ABC's "Nightline" piece on the forged documents was less than impressive.
The New York Times piece on the story is adequate. Dr. Philip Bouffard, who was also interviewed over at the INDC Journal (link below), is quoted by the Times, but his assessment that there is at least a 90 percent probability that the documents are forgeries is nowhere to be found.
Over at the Washington Post, a more thorough job was done and CBS was allowed to dig itself deeper into a hole.
A senior CBS official, who asked not to be named because CBS managers did not want to go beyond their official statement, named one of the network's sources as retired Maj. Gen. Bobby W. Hodges, the immediate superior of the documents' alleged author, Lt. Col. Jerry B. Killian. He said a CBS reporter read the documents to Hodges over the phone and Hodges replied that "these are the things that Killian had expressed to me at the time."
"These documents represent what Killian not only was putting in memoranda, but was telling other people," the CBS News official said. "Journalistically, we've gone several extra miles."
The official said the network regarded Hodges's comments as "the trump card" on the question of authenticity, as he is a Republican who acknowledged that he did not want to hurt Bush.
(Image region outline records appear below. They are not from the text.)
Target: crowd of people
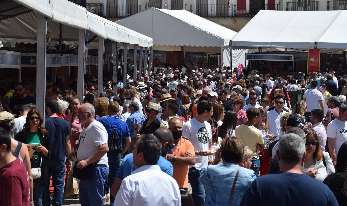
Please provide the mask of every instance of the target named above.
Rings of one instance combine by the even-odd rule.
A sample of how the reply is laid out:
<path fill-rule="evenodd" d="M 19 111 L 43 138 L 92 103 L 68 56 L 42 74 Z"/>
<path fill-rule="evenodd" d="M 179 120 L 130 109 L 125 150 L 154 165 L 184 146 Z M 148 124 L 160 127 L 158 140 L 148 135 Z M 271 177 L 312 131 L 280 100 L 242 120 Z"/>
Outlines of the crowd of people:
<path fill-rule="evenodd" d="M 170 65 L 90 77 L 83 97 L 73 77 L 48 85 L 44 114 L 11 83 L 0 205 L 61 205 L 70 169 L 83 206 L 347 205 L 347 76 Z"/>

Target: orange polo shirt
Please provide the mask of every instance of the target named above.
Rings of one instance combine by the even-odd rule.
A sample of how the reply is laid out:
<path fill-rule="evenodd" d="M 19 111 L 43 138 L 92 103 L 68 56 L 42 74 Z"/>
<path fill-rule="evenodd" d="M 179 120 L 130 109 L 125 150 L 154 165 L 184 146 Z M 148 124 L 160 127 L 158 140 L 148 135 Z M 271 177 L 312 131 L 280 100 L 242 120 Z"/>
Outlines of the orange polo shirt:
<path fill-rule="evenodd" d="M 190 152 L 192 155 L 195 157 L 194 152 L 194 147 L 189 140 L 181 137 L 177 145 L 175 146 L 175 151 L 172 153 L 173 155 L 179 156 L 186 152 Z M 188 169 L 189 165 L 185 165 L 181 164 L 176 164 L 174 165 L 174 178 L 178 184 L 179 188 L 188 187 Z"/>

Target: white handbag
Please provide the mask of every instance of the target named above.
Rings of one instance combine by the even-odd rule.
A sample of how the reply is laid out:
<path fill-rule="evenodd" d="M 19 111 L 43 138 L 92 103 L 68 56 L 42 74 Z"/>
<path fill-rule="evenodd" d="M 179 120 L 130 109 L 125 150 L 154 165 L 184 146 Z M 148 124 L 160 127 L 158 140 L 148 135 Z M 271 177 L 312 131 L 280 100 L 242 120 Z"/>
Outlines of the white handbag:
<path fill-rule="evenodd" d="M 41 161 L 40 161 L 40 166 L 39 167 L 31 168 L 31 174 L 33 176 L 33 179 L 37 179 L 41 177 L 41 164 L 42 162 L 42 154 L 41 155 Z"/>

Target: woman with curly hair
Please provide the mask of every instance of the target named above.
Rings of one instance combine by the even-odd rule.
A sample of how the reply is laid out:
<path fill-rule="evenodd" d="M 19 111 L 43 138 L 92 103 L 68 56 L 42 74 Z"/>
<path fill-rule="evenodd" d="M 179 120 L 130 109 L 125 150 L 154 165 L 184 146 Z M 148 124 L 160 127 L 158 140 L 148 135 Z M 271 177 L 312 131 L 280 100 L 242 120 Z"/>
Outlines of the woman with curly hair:
<path fill-rule="evenodd" d="M 304 115 L 304 113 L 307 111 L 307 106 L 306 102 L 303 100 L 296 102 L 294 106 L 293 113 L 295 113 L 301 117 Z"/>
<path fill-rule="evenodd" d="M 105 98 L 101 97 L 98 98 L 94 102 L 94 108 L 95 109 L 95 115 L 99 117 L 107 117 L 108 116 L 107 108 L 109 102 Z"/>

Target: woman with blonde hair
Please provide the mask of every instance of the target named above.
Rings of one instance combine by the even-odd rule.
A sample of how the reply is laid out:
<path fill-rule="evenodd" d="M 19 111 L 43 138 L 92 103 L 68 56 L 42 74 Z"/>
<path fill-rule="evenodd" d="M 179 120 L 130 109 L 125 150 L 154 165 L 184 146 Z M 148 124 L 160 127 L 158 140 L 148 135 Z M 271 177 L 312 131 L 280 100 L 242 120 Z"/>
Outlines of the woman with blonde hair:
<path fill-rule="evenodd" d="M 94 102 L 94 108 L 95 109 L 95 119 L 97 119 L 96 116 L 99 117 L 106 117 L 108 116 L 107 108 L 109 102 L 105 98 L 98 98 Z"/>

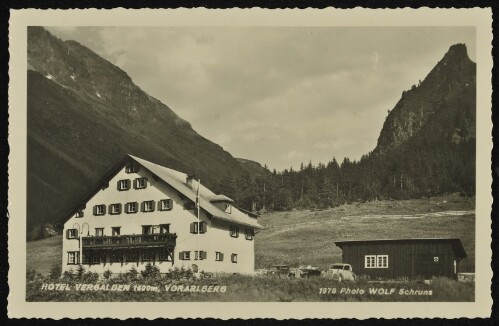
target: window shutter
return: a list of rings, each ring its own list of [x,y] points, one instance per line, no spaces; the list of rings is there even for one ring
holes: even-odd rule
[[[205,233],[206,232],[206,222],[199,222],[199,233]]]

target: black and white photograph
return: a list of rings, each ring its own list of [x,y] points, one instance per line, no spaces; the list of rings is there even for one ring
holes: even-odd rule
[[[486,307],[491,35],[430,11],[23,21],[23,304]]]

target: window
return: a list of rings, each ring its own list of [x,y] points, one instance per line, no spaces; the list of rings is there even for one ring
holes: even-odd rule
[[[106,214],[106,205],[95,205],[94,215],[104,215]]]
[[[129,251],[125,254],[125,260],[127,262],[135,262],[137,261],[137,255],[135,254],[135,251]]]
[[[233,262],[234,264],[237,263],[237,254],[232,254],[230,256],[230,261]]]
[[[78,251],[68,251],[68,265],[78,265],[80,253]]]
[[[151,260],[151,258],[152,258],[151,252],[147,250],[142,251],[142,261],[149,261]]]
[[[181,251],[179,253],[180,260],[191,260],[191,252],[190,251]]]
[[[195,260],[203,260],[206,259],[206,251],[194,251],[194,259]]]
[[[113,251],[111,252],[111,263],[117,263],[121,261],[121,253]]]
[[[191,223],[191,233],[206,233],[207,223],[205,221],[202,222],[192,222]]]
[[[126,173],[137,173],[139,172],[140,167],[137,164],[128,164],[125,168]]]
[[[77,229],[66,230],[66,238],[67,239],[76,239],[76,237],[78,237],[78,230]]]
[[[142,225],[142,234],[152,234],[152,225]]]
[[[173,201],[171,199],[162,199],[159,201],[160,211],[170,211],[172,209]]]
[[[160,261],[168,261],[168,258],[169,258],[168,251],[162,250],[159,252],[159,260]]]
[[[147,187],[147,179],[146,178],[135,179],[135,189],[144,189],[146,187]]]
[[[233,238],[239,237],[239,228],[237,226],[230,227],[230,236]]]
[[[246,229],[245,230],[246,240],[253,240],[254,235],[255,235],[255,233],[254,233],[253,229]]]
[[[143,201],[142,212],[154,212],[154,200]]]
[[[130,179],[118,180],[118,190],[119,191],[128,190],[130,189],[130,184],[131,184]]]
[[[224,260],[224,254],[221,253],[220,251],[215,252],[215,260],[216,261],[223,261]]]
[[[170,233],[170,224],[160,224],[159,233]]]
[[[138,211],[138,203],[137,202],[131,202],[131,203],[126,203],[125,205],[125,212],[127,214],[134,214],[137,213]]]
[[[109,205],[109,214],[111,215],[121,214],[121,204]]]
[[[388,255],[364,256],[365,268],[388,268]]]

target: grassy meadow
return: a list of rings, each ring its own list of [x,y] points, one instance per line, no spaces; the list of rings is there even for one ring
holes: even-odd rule
[[[461,272],[474,272],[475,215],[451,215],[451,211],[473,211],[474,201],[458,196],[445,198],[376,201],[342,205],[327,210],[273,212],[259,217],[265,227],[255,237],[255,267],[273,264],[314,265],[325,269],[341,262],[338,240],[379,238],[460,238],[468,254]],[[447,214],[434,214],[436,212]],[[98,284],[151,284],[157,292],[44,291],[42,284],[84,283],[75,276],[50,278],[51,267],[61,264],[62,236],[28,242],[28,301],[473,301],[474,283],[434,279],[431,284],[407,281],[337,283],[325,278],[279,279],[270,276],[217,275],[206,279],[182,276],[177,279],[156,276],[130,281],[99,280]],[[172,284],[226,286],[225,293],[165,291]],[[392,295],[370,294],[370,288],[394,289]],[[321,289],[336,289],[324,294]],[[360,289],[363,294],[341,294],[341,289]],[[401,289],[432,291],[432,295],[401,295]],[[332,290],[329,290],[332,291]]]

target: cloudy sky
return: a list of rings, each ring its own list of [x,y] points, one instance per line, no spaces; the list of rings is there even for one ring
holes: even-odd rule
[[[48,27],[126,71],[235,157],[282,170],[373,150],[466,27]]]

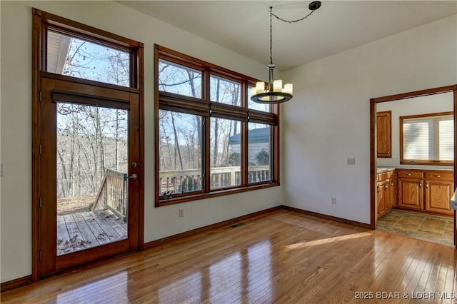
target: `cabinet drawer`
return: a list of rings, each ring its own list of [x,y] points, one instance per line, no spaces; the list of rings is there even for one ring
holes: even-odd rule
[[[426,178],[431,180],[453,180],[454,178],[454,173],[452,171],[426,171]]]
[[[398,177],[406,178],[423,178],[423,172],[406,171],[406,170],[398,170]]]

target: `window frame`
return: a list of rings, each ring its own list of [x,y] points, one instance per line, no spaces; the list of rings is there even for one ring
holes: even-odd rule
[[[160,207],[175,203],[185,203],[220,196],[278,186],[279,182],[279,105],[273,104],[270,111],[265,112],[248,108],[248,87],[255,86],[258,79],[242,75],[221,66],[204,61],[170,49],[154,45],[154,91],[155,91],[155,206]],[[159,90],[159,61],[165,60],[176,64],[202,71],[201,98],[186,96]],[[241,106],[219,103],[211,100],[211,76],[220,77],[241,84]],[[204,187],[201,191],[172,194],[171,196],[159,196],[159,110],[199,115],[202,116],[202,159]],[[210,185],[210,133],[211,118],[218,117],[240,121],[241,123],[241,185],[224,188],[211,188]],[[272,126],[271,135],[271,179],[267,181],[248,183],[248,122],[265,123]]]
[[[441,160],[423,160],[423,159],[417,159],[417,160],[408,160],[405,159],[403,156],[403,121],[406,119],[413,119],[413,118],[431,118],[435,116],[451,116],[453,117],[453,121],[454,113],[453,111],[449,112],[441,112],[441,113],[432,113],[428,114],[421,114],[421,115],[411,115],[407,116],[400,116],[400,163],[402,165],[430,165],[430,166],[453,166],[454,163],[454,161],[441,161]]]

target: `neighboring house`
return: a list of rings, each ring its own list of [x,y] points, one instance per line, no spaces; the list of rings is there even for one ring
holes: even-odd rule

Hodges, who declined to grant an on-camera interview to CBS, did not respond to messages left on his home answering machine in Texas.
This is bad news for CBS News. You can't base the authenticity of the documents on what some guy -- even if he's a Bush supporter -- says that the author told him three decades ago. CBS News' "trump card" wouldn't beat an Ace high.
If CBS thinks that it's gone "several extra miles" above normal journalistic standards, then those standards have fallen so far that the broadcast media is beyond saving.